Students need a clear understanding that multiplication is repeated addition, or adding groups.

I like to use visuals/models and words alongside the multiplication question so they can really see what is happening.

## Basic Math Facts Strategies

There are a few foundational skills that students need to know before they can successfully work on the trickier times tables. Knowing these will make all the rest so much easier!

### Multiplying by Zero and One

Students will understand very quickly using strategies like the image above that anything multiplied by one is itself and anything multiplied by zero is zero.

### 5 and 10 Times Tables

Knowing the 5s and 10s makes all other multiplication facts as well as more complex, multi-digit multiplication so much easier.

The good news is, these are generally easy ones to master.

### Skip Counting

Students will likely begin with skip counting as a stepping stone to repeated addition and then multiplication strategies.

### Multiplication Squares

Memorizing the squares of each number – 2×2, 3×3, 4×4 and so on – is a great jumping off point for quickly calculating the more challenging multiplication facts when combined with some of the strategies below.

## Multiplication Facts Strategies

Confession – I haven’t memorized all my multiplication facts. However, I use the following mental math strategies to let me calculate quickly and effectively when needed.

The more these strategies are practiced, the more efficient students will become at finding the answers. The more these strategies are practiced, the more math facts students will begin to memorize and they will rely less and less on these strategies.

NOTE: A few strategies below talk about adding one more *set*. If students haven’t grasped the foundational concept of multiplication, this can be challenging. Without this, they will likely try to **just add 1 rather than 1 set** and won’t understand why that’s not correct.

### Doubles

Knowing doubles of numbers is perfect for the **two times tables** (obviously). But it is also super helpful for others too. Becoming comfortable with doubling each number can help with not only the 2 times tables but also the 3, 4, 5, 7, 8, 12 . . . and maybe more!

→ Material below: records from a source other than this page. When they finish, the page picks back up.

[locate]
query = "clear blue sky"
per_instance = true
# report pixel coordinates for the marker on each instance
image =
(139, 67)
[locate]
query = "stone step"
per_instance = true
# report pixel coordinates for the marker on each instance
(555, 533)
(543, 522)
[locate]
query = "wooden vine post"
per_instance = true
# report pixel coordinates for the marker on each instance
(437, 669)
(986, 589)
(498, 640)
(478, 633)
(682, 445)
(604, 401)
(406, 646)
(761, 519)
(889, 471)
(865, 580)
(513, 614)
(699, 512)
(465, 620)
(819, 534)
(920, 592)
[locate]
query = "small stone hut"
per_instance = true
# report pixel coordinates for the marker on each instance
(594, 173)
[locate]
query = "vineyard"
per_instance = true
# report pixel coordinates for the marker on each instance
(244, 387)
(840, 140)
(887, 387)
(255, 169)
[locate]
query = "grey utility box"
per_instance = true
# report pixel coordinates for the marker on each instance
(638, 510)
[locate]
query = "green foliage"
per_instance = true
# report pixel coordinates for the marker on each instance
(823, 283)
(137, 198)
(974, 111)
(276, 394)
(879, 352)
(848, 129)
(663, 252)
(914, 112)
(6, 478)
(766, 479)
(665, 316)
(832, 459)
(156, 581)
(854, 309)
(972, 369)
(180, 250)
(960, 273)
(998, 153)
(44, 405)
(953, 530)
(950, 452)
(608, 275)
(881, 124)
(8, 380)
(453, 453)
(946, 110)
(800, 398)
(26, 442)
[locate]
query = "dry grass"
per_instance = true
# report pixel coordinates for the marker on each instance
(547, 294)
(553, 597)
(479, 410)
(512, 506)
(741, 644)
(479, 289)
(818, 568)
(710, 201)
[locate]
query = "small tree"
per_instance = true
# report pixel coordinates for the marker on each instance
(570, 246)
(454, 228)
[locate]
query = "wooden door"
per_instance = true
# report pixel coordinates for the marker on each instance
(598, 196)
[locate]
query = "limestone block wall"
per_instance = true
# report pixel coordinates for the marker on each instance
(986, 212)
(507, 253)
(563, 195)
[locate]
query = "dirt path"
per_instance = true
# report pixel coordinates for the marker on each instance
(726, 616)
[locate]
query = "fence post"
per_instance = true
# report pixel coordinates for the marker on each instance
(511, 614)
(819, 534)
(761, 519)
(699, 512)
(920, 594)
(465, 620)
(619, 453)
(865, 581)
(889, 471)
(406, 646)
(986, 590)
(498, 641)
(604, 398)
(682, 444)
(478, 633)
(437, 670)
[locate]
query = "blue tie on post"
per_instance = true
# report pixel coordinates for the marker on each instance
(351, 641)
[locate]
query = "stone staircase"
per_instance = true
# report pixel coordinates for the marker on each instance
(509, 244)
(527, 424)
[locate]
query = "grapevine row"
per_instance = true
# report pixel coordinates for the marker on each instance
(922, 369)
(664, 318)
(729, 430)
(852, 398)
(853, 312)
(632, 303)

An easy method to help with multiplication fluency of the **four times tables** is to help students understand that when we multiply by 4, we are simply multiplying by 2 and then multiplying by 2 again. So double then double.

### Double Plus One

Knowing doubles also helps with **multiplying by 3**. Double Plus One helps students solve the 3 times table easily by doubling (times by two) and then adding one more set.

For example, if we were trying to calculate 3 x 4, we could double 4 (8) then add one more set of 4 (8+4=12).

### Double and Halve

This strategy requires a little more frontloading before most students will really have a solid understanding of how and why it works but it’s worth it as it helps with multi-digit multiplication as well.

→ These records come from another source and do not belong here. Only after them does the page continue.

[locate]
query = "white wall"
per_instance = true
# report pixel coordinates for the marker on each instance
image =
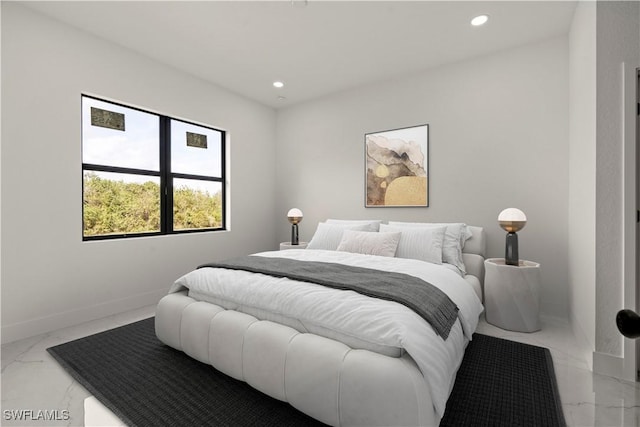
(50, 278)
(582, 177)
(499, 137)
(617, 42)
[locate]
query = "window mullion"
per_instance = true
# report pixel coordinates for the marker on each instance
(166, 196)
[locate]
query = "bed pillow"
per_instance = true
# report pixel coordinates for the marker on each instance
(423, 243)
(328, 236)
(455, 236)
(368, 243)
(373, 224)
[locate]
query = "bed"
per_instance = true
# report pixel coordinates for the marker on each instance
(341, 357)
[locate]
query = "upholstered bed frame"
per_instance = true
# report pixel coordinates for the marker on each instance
(321, 377)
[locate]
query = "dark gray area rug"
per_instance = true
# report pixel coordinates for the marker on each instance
(146, 383)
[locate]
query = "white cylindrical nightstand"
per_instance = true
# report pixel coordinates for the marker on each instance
(288, 245)
(512, 295)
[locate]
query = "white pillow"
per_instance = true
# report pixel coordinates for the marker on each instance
(368, 243)
(423, 243)
(328, 236)
(374, 224)
(455, 236)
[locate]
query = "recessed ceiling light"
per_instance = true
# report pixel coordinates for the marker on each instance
(479, 20)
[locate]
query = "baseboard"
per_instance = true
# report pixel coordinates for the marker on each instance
(586, 347)
(608, 364)
(41, 325)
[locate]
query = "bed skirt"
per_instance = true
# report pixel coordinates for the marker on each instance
(323, 378)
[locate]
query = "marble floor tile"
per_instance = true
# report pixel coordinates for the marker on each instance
(33, 381)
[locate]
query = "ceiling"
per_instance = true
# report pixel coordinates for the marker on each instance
(315, 47)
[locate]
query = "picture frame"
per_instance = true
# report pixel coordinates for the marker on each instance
(397, 167)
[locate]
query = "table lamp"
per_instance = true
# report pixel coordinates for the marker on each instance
(512, 220)
(295, 216)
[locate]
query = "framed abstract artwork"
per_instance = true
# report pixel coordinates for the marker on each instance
(397, 167)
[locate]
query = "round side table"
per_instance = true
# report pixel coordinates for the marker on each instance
(512, 295)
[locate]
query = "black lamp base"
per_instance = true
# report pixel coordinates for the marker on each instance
(294, 234)
(511, 249)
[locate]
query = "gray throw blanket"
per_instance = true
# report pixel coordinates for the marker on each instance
(426, 300)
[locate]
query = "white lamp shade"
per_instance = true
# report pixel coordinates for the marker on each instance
(512, 219)
(294, 215)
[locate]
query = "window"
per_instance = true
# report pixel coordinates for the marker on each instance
(148, 174)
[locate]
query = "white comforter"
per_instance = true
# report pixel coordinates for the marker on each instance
(349, 313)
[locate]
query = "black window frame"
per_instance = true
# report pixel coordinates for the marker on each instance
(165, 174)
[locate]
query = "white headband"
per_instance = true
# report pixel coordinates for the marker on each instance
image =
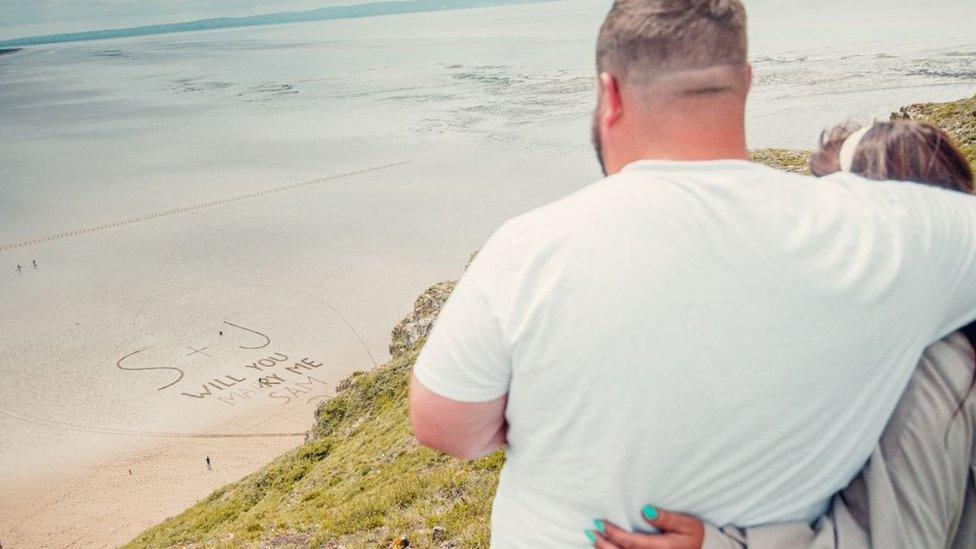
(849, 148)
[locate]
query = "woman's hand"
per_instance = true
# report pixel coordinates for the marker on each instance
(676, 531)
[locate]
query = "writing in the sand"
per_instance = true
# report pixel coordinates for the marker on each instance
(274, 375)
(269, 376)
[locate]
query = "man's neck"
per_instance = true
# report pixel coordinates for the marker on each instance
(689, 134)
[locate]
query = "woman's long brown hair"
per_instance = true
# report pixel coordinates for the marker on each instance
(902, 150)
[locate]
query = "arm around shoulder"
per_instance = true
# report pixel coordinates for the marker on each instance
(465, 430)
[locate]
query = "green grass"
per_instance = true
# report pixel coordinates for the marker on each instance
(783, 159)
(364, 482)
(361, 482)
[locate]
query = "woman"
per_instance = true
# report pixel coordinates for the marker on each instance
(919, 487)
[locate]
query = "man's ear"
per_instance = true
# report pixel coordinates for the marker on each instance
(611, 105)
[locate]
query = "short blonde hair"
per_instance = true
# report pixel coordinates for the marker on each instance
(642, 39)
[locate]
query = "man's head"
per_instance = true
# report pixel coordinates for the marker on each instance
(674, 76)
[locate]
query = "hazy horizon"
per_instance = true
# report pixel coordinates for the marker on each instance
(125, 24)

Take the time to use manipulatives, visuals and let students experiment with it.

We can double one number and halve the other. This works well if one number is larger, or more challenging for the student to work with.

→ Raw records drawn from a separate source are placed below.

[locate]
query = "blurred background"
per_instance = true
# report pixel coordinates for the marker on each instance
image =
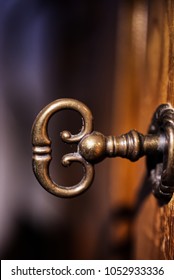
(94, 51)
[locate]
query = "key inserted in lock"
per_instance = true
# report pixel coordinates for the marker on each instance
(93, 147)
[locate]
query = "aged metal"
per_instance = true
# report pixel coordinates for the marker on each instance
(93, 147)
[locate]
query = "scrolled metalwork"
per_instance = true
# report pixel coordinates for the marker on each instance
(93, 147)
(42, 147)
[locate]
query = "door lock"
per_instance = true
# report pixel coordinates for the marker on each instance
(93, 147)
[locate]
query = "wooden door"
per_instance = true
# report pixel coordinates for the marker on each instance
(144, 79)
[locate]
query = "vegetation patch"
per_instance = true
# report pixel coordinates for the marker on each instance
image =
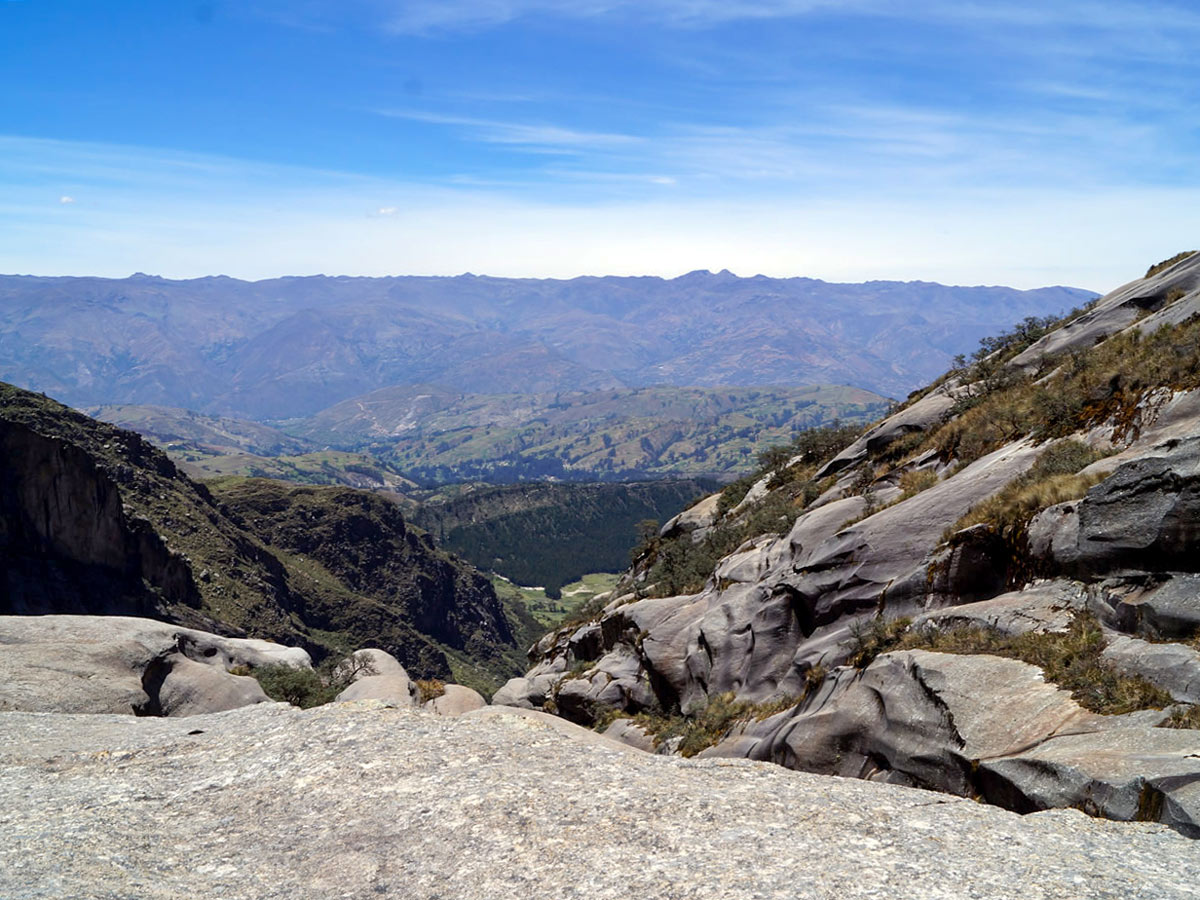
(682, 565)
(1053, 479)
(1168, 263)
(1183, 718)
(1069, 659)
(304, 687)
(430, 689)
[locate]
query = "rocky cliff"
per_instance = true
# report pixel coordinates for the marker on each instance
(995, 592)
(95, 520)
(363, 801)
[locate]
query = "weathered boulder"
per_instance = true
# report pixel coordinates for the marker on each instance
(1133, 774)
(983, 725)
(699, 516)
(1164, 606)
(113, 664)
(363, 801)
(1115, 311)
(456, 700)
(922, 415)
(1144, 517)
(1049, 606)
(383, 678)
(627, 731)
(1173, 666)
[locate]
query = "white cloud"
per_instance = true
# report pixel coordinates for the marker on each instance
(540, 137)
(1169, 22)
(187, 215)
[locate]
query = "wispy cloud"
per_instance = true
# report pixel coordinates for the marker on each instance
(529, 136)
(1127, 17)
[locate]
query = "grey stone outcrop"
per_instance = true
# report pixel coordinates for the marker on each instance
(112, 664)
(363, 801)
(383, 679)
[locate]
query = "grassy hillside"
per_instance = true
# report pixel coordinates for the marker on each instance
(550, 534)
(327, 568)
(208, 445)
(437, 436)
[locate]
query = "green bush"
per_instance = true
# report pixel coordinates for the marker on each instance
(303, 687)
(1168, 263)
(300, 687)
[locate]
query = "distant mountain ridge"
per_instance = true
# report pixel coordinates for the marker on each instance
(437, 436)
(291, 347)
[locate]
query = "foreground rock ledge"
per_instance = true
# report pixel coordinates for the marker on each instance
(363, 799)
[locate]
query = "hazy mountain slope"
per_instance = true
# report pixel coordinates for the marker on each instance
(994, 592)
(96, 520)
(207, 433)
(436, 435)
(550, 534)
(289, 347)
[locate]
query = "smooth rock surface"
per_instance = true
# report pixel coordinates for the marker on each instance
(363, 801)
(118, 664)
(456, 700)
(1041, 607)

For example, Kaileigh doesn’t know her 3 or 4 times tables but is great at doubles. 3 x 4 is the same as 2 x 8.

Sami struggles with larger numbers so doesn’t know 5 x 8. They could convert this to 10 x 4 as they find multiplying by 10 easy!

### One More Set

We can always add ** one more set** to a multiplication fact that we know well. The key is to make sure students think in sets, not absolute numbers. This comes back to only memorizing multiplication facts or using ‘multiplication tricks’ after students understand multiplication.

5 x 7 is 5 sets of 7. So one more/less set would be another 7. The actual value of one more/less in these strategies will change depending on the question.

For example, if Tilly doesn’t know how to **multiply by 6** but knows her 5 times tables well, she can solve 6 x 7 by knowing 5 x 7 plus one more set. So that would be 5 x 7 = 35 + 7 = 42.

### One Less Set

Just like the last multiplication strategy where we used a multiplication fact we knew and added one more set, we can also subtract one set.

For example, Rodrigo needs to find 9 x 7. He hasn’t mastered the **9 times tables** yet but he does know that 10 x 7 = 70. He can simply take one set (of 7) away from 70 to get 9 x 7 = 63.

#### Mental Math Strategies Anchor Charts

We’ve created a set of anchor chart posters with multiplication tricks or strategies, for 2 – 12 times tables math fact fluency so you don’t have to!!

The set includes colour and black & white options. Post in the classroom for a visual reminder or have students put them in their math notebooks for quick reference.

## Final Words on Mental Math Multiplication Strategies

I hope you found some useful ‘tricks’ to help your students memorize as many of their math facts as possible and, most importantly, have the tools they need to quickly and effectively calculate the basic multiplication facts when needed.

I cannot stress enough how important it is to make sure students have a solid understanding of the ** concept** of multiplication before trying to teach multiplication strategies. Without this, they will simply get confused.